This work addresses the limitations of conventional continual learning evaluation, which relies on zero-shot forgetting metrics and fails to comprehensively capture a model’s ability to balance retention of prior knowledge with adaptation to new tasks. To overcome this, the authors propose a few-shot continual learning evaluation framework that introduces a novel metric—“per-sample plasticity”—and integrates meta-learning to prospectively model future tasks, thereby enhancing the model’s ability to learn how to learn. Through fine-grained analysis of task sequences in continual image classification, the study systematically reveals the behavioral characteristics of mainstream continual learning algorithms under few-shot settings and demonstrates that the proposed prospective mechanism significantly improves cross-task adaptability.

Continual learning methods aim to maximize the stability and plasticity of machine learning models that are trained on a sequence of tasks. The standard measure of stability (i.e., forgetting) is the 0-shot performance of a model on previously learned tasks, and plasticity, the performance on the most recently learned task.
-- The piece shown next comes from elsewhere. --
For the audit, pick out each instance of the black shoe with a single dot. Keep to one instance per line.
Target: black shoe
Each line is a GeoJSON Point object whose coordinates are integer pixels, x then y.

However, 0-shot evaluation does not fully measure a model or method's ability to retain learned information or adapt quickly to new information, as it requires perfect recall across multiple tasks. In this paper, we propose few-shot evaluation as a more comprehensive assessment of the stability and plasticity of a continual learning system. We conduct a fine-grained assessment on task sequences for continual image classification and find that this paradigm produces novel insights into the performance of popular continual learning strategies. Through few-shot evaluation with a novel metric -- per-shot plasticity -- we show that adding `foresight' to continual learning methods via the meta-learning of a short sequence of future tasks induces learning-to-learn behavior over the task sequence.